By Very Rev. THOMAS S. PRESTON, V.G.,


This union between the Spirit and the members of the Church is dependent upon their union with the body which He permanently fills. From this body He never can depart, though individuals may fall away and lose His presence by apostasy. Let us quote here the language of St. Augustine: "What the soul is to the body of a man, that the Holy Ghost is to the body of Christ, which is the church. What the Holy Ghost does in the whole church, that the soul does in all the members of the body. In the body of a man it may happen that a member, the hand, the finger, or the foot, may be cut off. Does the soul follow the severed member? While it was in the body it was alive ; cut it off, its life is lost. So a man is a Christian and a Catholic while he is alive in the body ; cut off, he becomes a heretic."  The words of Scripture are abundant to establish this great fact of redemption. It is just as important to believe in the personal presence of the Holy Ghost in the visible church as it is to confess the incarnation and passion of the Second Person of the Holy Trinity. "By our Lord we have access both in one Spirit to the Father. In whom we arc built together into an habitation of God in the Spirit."
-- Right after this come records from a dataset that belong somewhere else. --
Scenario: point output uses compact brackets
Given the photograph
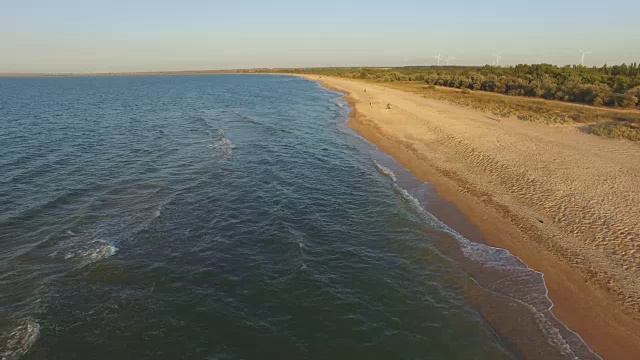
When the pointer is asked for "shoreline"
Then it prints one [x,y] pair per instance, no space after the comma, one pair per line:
[594,314]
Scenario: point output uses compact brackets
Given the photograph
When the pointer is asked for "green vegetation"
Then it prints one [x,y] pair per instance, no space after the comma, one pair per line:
[612,93]
[616,86]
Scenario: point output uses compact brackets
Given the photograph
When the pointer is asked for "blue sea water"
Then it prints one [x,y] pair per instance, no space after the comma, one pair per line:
[236,217]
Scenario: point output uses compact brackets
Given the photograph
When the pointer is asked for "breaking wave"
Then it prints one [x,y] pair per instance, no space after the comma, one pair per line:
[505,274]
[83,253]
[18,342]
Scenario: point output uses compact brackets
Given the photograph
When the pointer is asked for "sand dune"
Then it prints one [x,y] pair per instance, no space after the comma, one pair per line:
[565,202]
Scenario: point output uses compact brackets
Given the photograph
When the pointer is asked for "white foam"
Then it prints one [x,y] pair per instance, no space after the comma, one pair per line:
[83,253]
[531,289]
[20,340]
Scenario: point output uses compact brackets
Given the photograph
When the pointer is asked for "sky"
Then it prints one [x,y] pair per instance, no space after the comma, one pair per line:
[146,35]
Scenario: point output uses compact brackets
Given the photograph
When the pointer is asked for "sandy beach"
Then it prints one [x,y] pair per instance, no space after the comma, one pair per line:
[563,201]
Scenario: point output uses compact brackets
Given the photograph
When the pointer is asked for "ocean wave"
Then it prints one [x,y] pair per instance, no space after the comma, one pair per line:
[82,253]
[223,148]
[18,342]
[508,276]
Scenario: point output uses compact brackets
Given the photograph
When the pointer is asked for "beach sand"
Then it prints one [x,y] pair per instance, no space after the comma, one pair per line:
[565,202]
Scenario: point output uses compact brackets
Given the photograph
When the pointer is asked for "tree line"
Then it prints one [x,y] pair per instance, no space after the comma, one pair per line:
[616,86]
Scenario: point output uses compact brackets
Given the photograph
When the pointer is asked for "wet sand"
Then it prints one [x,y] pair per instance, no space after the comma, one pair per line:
[563,201]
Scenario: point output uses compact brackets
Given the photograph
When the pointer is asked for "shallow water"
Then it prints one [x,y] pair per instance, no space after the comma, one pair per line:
[235,217]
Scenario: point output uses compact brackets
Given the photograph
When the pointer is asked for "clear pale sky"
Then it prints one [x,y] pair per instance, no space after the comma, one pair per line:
[145,35]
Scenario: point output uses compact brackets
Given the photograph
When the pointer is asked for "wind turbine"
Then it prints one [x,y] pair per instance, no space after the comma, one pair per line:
[498,57]
[583,54]
[439,57]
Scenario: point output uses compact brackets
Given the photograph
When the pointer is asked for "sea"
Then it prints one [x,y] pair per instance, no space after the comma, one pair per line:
[237,217]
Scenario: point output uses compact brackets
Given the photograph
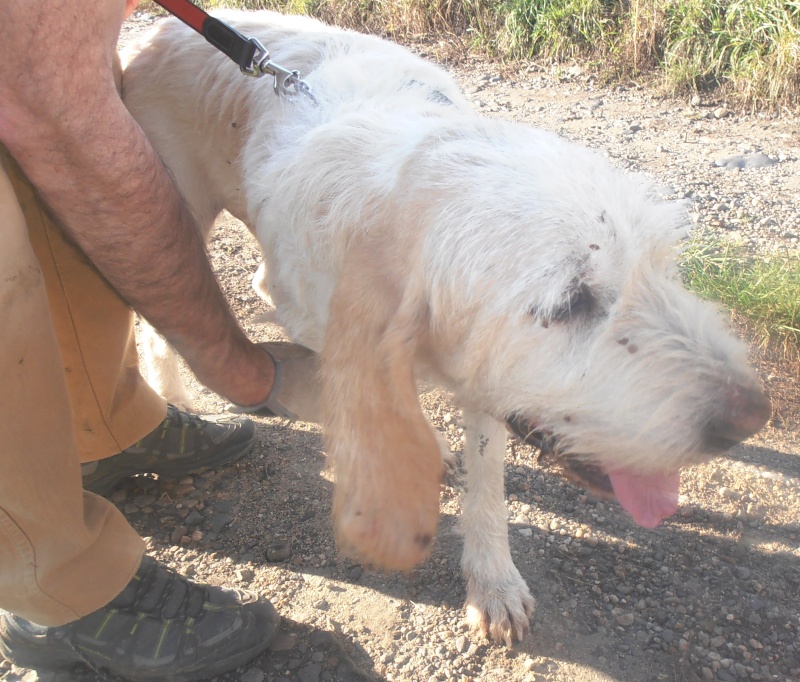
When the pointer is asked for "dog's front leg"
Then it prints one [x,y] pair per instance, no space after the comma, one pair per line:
[498,600]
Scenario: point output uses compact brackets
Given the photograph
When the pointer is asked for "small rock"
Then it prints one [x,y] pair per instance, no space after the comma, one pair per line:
[220,521]
[624,619]
[309,673]
[245,575]
[253,675]
[279,551]
[757,160]
[283,643]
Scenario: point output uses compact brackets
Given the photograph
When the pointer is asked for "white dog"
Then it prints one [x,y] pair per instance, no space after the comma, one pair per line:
[405,238]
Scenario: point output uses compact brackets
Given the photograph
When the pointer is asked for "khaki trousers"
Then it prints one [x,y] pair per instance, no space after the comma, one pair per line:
[70,392]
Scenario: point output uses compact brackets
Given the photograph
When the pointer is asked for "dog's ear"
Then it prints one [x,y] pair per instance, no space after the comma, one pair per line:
[386,459]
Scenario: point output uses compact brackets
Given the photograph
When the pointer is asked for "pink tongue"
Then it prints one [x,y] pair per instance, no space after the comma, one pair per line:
[648,499]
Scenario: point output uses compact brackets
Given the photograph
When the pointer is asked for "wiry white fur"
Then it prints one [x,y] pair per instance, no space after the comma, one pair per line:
[468,236]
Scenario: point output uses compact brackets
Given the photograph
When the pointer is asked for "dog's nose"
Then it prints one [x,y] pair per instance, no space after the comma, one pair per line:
[742,413]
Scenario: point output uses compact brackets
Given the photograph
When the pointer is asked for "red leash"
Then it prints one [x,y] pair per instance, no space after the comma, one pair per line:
[251,56]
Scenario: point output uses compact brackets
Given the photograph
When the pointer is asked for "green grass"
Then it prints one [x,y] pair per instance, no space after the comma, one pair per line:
[764,290]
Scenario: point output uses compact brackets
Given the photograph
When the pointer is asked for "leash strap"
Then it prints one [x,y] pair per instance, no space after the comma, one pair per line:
[251,56]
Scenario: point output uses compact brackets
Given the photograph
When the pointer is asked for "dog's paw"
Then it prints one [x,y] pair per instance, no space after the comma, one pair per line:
[500,609]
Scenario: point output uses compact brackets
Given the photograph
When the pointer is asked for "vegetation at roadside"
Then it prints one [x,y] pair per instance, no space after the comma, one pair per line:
[748,48]
[763,290]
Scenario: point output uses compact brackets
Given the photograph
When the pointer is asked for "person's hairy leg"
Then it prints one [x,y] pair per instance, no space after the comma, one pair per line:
[63,121]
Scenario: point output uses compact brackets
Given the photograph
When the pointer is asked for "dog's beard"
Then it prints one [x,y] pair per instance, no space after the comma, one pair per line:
[648,498]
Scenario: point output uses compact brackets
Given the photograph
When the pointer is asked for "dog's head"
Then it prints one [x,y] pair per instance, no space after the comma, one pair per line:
[556,305]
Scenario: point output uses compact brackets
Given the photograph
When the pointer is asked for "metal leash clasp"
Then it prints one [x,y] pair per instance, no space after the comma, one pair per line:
[286,82]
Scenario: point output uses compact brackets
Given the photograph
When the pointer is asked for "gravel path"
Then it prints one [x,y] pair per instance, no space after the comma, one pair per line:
[712,594]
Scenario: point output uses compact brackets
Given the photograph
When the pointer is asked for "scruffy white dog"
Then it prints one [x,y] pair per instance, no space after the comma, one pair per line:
[404,238]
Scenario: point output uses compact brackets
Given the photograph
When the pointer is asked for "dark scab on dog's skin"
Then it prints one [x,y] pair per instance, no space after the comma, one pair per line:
[423,540]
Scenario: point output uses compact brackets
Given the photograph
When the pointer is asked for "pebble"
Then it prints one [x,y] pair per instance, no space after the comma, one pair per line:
[624,619]
[279,551]
[757,160]
[309,673]
[253,675]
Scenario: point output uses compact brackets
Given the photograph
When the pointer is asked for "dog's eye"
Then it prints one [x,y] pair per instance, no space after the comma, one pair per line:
[581,303]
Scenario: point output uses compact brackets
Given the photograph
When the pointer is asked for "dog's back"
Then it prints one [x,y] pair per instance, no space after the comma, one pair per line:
[218,110]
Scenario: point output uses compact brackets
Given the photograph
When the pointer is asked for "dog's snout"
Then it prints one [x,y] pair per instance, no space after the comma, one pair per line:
[741,413]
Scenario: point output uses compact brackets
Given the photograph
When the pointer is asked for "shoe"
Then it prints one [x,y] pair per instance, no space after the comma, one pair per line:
[161,627]
[182,444]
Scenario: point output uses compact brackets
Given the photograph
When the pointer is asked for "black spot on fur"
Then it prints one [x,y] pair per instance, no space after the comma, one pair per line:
[423,540]
[581,303]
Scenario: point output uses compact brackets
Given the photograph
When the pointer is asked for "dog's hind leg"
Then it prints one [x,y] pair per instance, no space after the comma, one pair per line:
[499,603]
[161,366]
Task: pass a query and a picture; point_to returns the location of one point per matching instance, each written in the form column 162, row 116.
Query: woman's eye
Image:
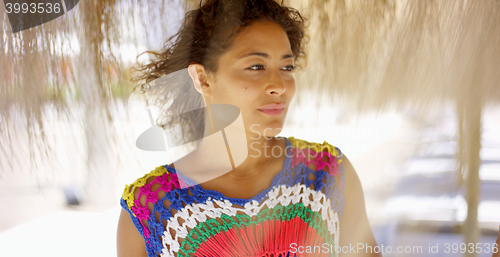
column 256, row 67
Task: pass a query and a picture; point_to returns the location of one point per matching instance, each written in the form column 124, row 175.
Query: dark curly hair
column 205, row 34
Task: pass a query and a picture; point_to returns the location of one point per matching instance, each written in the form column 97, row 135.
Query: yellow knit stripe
column 302, row 144
column 128, row 193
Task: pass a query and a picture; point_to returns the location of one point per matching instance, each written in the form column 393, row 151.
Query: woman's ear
column 198, row 74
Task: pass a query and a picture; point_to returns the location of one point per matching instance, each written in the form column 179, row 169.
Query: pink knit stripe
column 167, row 182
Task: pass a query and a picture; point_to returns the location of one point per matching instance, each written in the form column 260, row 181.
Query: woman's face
column 256, row 71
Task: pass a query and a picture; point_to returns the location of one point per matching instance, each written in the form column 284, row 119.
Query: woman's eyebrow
column 286, row 56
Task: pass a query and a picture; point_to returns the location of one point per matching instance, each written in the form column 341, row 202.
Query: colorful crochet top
column 302, row 207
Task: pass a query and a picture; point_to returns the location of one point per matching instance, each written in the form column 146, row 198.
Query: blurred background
column 408, row 90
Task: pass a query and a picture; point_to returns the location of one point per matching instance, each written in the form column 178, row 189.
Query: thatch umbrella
column 72, row 63
column 420, row 53
column 375, row 52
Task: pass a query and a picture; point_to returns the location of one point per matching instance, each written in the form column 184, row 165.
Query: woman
column 289, row 202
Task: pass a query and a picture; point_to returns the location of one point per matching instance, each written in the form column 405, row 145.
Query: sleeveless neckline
column 276, row 180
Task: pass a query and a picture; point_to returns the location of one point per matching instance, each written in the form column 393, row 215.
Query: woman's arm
column 128, row 240
column 355, row 230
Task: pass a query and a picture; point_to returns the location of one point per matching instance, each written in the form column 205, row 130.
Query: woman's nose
column 276, row 85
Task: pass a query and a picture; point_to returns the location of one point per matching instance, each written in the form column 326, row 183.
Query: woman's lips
column 272, row 112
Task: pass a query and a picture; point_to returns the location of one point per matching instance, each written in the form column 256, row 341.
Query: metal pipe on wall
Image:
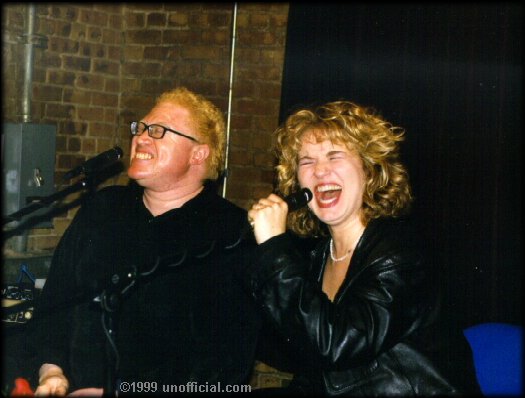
column 230, row 95
column 28, row 42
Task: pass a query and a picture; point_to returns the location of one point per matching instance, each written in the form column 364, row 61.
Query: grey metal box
column 28, row 166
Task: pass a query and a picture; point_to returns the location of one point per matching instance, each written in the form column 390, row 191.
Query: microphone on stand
column 96, row 163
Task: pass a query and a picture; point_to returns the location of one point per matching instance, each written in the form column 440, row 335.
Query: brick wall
column 102, row 65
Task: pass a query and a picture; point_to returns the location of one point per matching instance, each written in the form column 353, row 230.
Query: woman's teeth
column 143, row 156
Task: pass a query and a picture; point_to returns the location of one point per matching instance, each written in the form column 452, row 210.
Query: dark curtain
column 451, row 75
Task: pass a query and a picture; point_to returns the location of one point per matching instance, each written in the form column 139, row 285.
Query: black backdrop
column 452, row 77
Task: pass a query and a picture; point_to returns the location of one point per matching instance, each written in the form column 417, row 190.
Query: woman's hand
column 51, row 381
column 268, row 217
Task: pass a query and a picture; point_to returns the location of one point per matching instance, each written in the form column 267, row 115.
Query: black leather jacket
column 382, row 334
column 186, row 318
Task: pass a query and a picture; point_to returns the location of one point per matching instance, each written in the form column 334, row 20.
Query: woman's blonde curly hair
column 208, row 121
column 387, row 189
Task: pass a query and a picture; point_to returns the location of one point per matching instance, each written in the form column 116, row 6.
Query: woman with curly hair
column 362, row 308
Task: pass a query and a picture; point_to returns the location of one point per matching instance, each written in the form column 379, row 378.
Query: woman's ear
column 200, row 153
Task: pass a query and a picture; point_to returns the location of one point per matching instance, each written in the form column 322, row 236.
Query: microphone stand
column 44, row 201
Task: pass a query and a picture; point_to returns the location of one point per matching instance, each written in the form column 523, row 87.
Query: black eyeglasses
column 155, row 130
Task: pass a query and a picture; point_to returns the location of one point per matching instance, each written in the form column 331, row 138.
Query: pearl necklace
column 335, row 259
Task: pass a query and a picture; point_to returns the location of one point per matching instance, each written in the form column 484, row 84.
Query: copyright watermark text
column 190, row 387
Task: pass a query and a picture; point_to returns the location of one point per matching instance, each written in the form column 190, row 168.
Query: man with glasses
column 162, row 247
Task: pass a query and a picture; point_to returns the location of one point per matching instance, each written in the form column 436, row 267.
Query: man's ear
column 200, row 154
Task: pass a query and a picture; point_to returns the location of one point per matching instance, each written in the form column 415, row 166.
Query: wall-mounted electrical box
column 28, row 167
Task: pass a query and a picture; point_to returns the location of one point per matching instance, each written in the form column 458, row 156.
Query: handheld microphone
column 294, row 201
column 298, row 199
column 97, row 163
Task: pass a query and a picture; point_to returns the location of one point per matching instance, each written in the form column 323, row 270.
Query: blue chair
column 498, row 357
The union of the Holy Ghost with the church is so perfect that the Scriptures and the Fathers speak as if it had a personality. "The head and the body are one man ; Christ and the church are one man, a perfect man: He the bridegroom, she the bride." Such words could have no meaning, if the union of the visible body with the Spirit were not substantial and indissoluble.

That body, therefore, in which the Holy Ghost dwells by a personal and abiding presence, is of necessity permanently and essentially sanctified. It loses its mere human character and becomes divine. It is an organisation of visible men, and so far of human nature; but by the union of the members with God dwelling in the body it partakes of the life of God. As the soul informs the body and gives it vitality, so the quickening Spirit vitalises the church and fills it with His divine energy.
This is a direct and logical consequence of the presence of the Holy Ghost. If He be in the church, then is she divine. If He be not in her, then all the words of revelation are an enigma and the Christianity of nineteen centuries a fable.

The body which the Spirit, proceeding from the Father and the Son, animates is in truth the temple of the holy Trinity. It is " built upon the foundation of the apostles and prophets, Jesus Christ Himself being the chief corner-stone; in whom all the building, being framed together, groweth up into a holy temple in the Lord."